The end is near! (again)

end-nighFor some, apocalyptic anxiety is in the air (along with a fall chill). Washington Post writer Joel Achenbach set out to explore the latest doom and gloom in "2012: Eh, It's Not the End Of the World: Film & Internet Rumors Fuel Doomsday Babble."

The world is coming to an end.

In, like, 4 or 5 billion years. The sun will get old and cranky and eventually immolate the entire planet.

The world, however, is not coming to an end on Dec. 21, 2012, contrary to the viral Internet rumor propounded by pseudo-scientists, hoaxers, Hollywood movie promoters and assorted void-between-the-ears people who wouldn't recognize a scientific fact if it tried to abduct them.

Achenbach seems to have had fun talking to a NASA astrobiologist who has counted 200 books about 2012 and has received 1,000 e-mails from folks who fear our planet is in peril. Achenbach also explores rumors involving Mayan calendars and interviews an astronomer who says people are afflicted with "cosmophobia" before examining the role of Hollywood:

Ensuring that no bad idea goes unexploited, Sony Pictures has leaped into the mix with a $200 million blockbuster, "2012," coming out on Friday the 13th of November. ... Sony has set up a fake Web site for something called the Institute for Human Continuity -- that's http://www.instituteforhumancontinuity.org -- which uses scientific-sounding language to detail the upcoming shredding, torching and obliterating of the world from so many directions it makes your head spin ("large amounts of solar radiation will bombard the Earth and heat up the molten, semi-liquid layers beneath the lithosphere, thus allowing the crust to shift more easily").

It's a good story as far as it goes, but it doesn't go far enough for me. It fails to put this latest episode of apocalyptic anxiety into any kind of broader context. Not one word of the 1,000-word story indicates that anyone ever feared for the end before now.
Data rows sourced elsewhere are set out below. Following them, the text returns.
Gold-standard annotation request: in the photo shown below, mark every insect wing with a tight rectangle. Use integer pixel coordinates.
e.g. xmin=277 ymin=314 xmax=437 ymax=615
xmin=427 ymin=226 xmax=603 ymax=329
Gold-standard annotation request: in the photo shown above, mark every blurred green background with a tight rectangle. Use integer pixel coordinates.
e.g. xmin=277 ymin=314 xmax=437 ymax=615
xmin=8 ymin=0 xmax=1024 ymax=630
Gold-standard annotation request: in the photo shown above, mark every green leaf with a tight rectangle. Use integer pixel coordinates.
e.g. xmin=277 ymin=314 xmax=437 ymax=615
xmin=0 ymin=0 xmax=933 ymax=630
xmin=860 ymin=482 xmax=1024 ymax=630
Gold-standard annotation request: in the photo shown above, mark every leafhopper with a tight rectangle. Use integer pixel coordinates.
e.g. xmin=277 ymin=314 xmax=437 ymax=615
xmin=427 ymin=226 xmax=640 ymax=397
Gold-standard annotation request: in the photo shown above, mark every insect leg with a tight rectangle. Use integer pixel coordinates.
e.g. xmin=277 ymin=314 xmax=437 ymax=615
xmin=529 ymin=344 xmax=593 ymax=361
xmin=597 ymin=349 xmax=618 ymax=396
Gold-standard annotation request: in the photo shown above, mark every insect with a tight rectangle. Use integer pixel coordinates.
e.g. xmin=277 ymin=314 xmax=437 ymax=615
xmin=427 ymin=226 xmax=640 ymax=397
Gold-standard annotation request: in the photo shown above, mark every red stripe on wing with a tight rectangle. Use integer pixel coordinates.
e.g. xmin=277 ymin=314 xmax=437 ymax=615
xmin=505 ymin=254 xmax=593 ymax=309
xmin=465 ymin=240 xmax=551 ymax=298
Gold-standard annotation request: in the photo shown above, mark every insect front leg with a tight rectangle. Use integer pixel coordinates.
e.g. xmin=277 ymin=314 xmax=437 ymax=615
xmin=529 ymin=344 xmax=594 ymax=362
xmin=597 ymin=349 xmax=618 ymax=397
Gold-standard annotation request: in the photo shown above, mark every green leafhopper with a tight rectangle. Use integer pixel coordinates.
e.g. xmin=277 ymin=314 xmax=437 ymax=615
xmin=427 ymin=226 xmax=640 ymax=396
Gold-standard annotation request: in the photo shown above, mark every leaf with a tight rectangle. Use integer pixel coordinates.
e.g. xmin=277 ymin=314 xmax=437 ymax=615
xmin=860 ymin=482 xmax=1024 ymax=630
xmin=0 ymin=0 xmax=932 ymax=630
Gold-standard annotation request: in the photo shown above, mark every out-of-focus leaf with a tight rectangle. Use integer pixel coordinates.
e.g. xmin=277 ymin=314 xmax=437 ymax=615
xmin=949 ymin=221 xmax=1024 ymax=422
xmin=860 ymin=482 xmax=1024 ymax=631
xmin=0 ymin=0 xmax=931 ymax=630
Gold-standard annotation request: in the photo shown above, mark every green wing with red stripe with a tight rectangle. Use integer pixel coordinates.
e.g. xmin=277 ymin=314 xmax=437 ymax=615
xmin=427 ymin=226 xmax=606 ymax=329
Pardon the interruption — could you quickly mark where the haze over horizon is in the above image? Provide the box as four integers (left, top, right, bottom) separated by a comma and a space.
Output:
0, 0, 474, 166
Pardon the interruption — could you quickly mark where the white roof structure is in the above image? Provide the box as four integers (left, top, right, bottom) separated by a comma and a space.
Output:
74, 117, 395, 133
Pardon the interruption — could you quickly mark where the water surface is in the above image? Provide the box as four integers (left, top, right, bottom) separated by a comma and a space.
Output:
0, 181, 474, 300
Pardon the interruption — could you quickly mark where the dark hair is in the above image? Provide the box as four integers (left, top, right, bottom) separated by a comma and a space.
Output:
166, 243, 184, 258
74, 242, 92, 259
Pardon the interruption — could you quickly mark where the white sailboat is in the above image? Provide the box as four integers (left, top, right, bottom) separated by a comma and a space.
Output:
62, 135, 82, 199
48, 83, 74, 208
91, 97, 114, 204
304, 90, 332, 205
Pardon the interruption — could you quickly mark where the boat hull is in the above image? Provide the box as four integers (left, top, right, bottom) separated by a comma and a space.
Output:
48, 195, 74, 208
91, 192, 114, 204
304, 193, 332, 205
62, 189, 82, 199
Nor does the piece probe the contemporary cultural psyche for insights into why one might expect a spike in cosmic fear and loathing at the present moment.

I had actually hoped the Mayan calendar rumors would pan out, if only to balance out decades in which evangelicals have dominated the field. Remember the visions of an approaching Obamageddon depicted in last year's "Letter from 2012 in Obama's America" (which can still be found at Focus on the Family Action's CitizenLink site)? Or the "Left Behind" novels (sales of 65 million-plus)? Or Y2K (which generated more than 200 books and led to booming sales of water purification systems)? Or Hal Lindsey's 1970 bestseller The Late, Great Planet Earth (sales of 35 million and counting)?

Many people of faith believe there will come a time "when time shall be no more." Until then, fears of our cataclysmic demise--including the latest rumors--will remain premature.

Meanwhile, I would be intrigued by a story describing those times in human history when there was no sign of "doomsday babble." That would be news!